4

I'm using node.js and pdf2json parser to parse a pdf file. Currently it is working with a local pdf file. But I'm trying to get a pdf-file through the URL/HTTP Module of node.js and I want to open this file to parse it.

Is there any possibility to parse/work with an online pdf?
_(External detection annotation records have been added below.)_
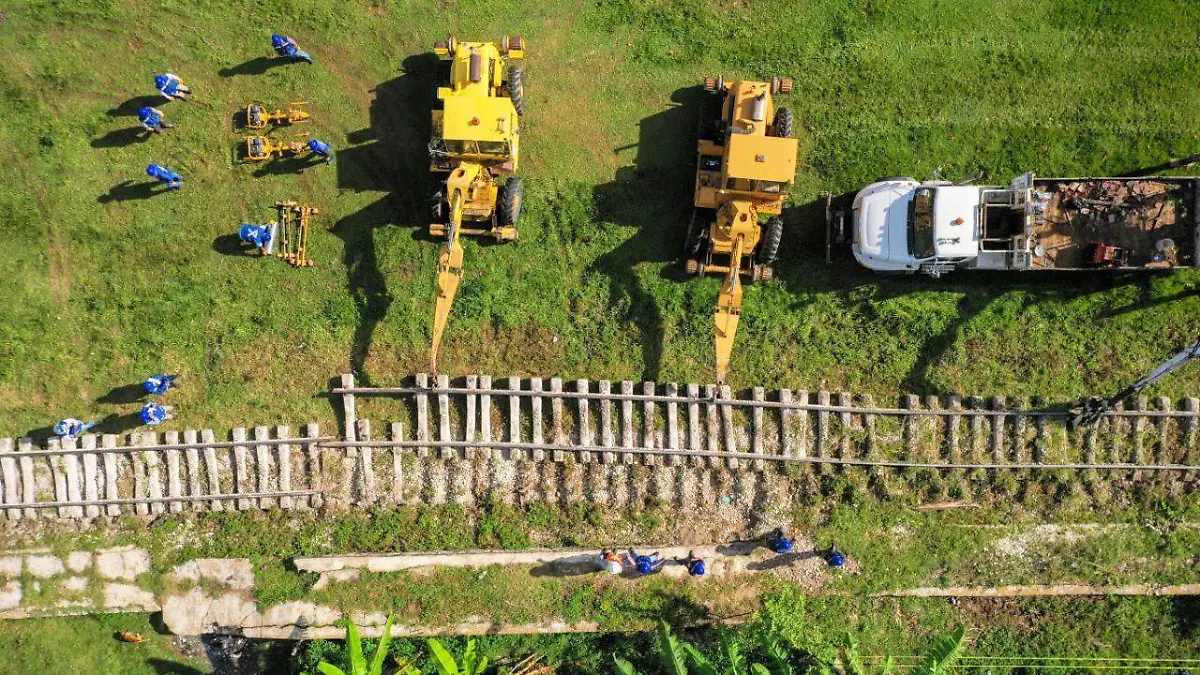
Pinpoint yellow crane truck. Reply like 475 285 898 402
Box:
684 77 798 383
430 36 524 372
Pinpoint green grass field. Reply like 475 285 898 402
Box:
0 0 1200 435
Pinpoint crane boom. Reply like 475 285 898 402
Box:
1072 339 1200 425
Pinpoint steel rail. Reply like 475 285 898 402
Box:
320 440 1200 472
330 387 1200 418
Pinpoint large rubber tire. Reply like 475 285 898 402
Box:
497 177 524 227
683 209 710 258
770 108 796 138
509 66 524 115
757 216 784 265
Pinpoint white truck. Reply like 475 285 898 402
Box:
826 173 1200 277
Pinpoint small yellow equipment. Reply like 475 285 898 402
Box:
246 133 310 162
684 77 798 383
430 36 524 372
275 201 320 267
246 101 312 130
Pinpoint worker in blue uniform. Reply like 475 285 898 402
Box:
142 375 179 396
154 72 192 101
271 34 312 64
146 163 184 190
308 138 334 165
138 401 175 426
54 417 96 440
138 106 175 133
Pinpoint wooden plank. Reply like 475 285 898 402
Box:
100 434 121 518
233 426 254 510
620 380 634 464
600 380 617 464
79 434 100 518
720 384 742 468
415 372 430 459
254 426 273 508
575 380 594 464
438 375 458 460
142 431 167 515
508 376 523 460
275 424 295 509
666 382 683 466
479 375 494 456
750 387 767 471
338 371 359 441
200 429 224 510
166 431 184 513
529 377 546 461
184 429 204 510
0 438 19 520
347 417 374 506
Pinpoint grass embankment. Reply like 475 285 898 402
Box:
0 0 1200 435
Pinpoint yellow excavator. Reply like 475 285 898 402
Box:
430 36 524 372
684 77 798 383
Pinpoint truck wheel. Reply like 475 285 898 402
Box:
509 66 524 115
498 178 523 227
683 209 708 258
770 108 796 138
757 216 784 265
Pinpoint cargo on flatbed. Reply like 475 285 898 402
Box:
827 173 1200 277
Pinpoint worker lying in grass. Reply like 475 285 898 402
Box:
154 73 192 101
271 34 312 64
138 106 175 133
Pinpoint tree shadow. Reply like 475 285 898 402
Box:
108 94 167 118
96 180 170 204
331 53 440 384
212 234 260 258
91 126 154 148
146 658 204 675
96 383 146 405
589 85 700 380
217 56 290 77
let query   = url.parse(req.url, true).query;
let pdfLink = query.pdf;
...
pdfParser.loadPDF(pdfLink + "");

So the url should be given through the url like: https://localhost:8080/?pdf=http://whale-cms.de/pdf.pdf

Is there any way to parse it within the online pdf/link?

Thanks in advance.

Daniel Wahl
  • 59
  • 1
  • 7

1 Answers1

3

Im just faced with the same problem, and found a solution:

        var request = require('request');
        var PDFParser = require("pdf2json");
        var pdfUrl = "http://localhost:3000/cdn/storage/PDFFiles/sk87bAfiXxPre428b/original/sk87bAfiXxPre428b"
        var pdfParser = new PDFParser();

        var pdfPipe = request({url: pdfUrl, encoding:null}).pipe(pdfParser);

        pdfPipe.on("pdfParser_dataError", err => console.error(err) );
        pdfPipe.on("pdfParser_dataReady", pdf => {
          let usedFieldsInTheDocument = pdfParser.getAllFieldsTypes();
            console.log(usedFieldsInTheDocument)
        });

Source from: https://github.com/modesty/pdf2json/issues/65
Cheers

peter
  • 345
  • 1
  • 2
  • 13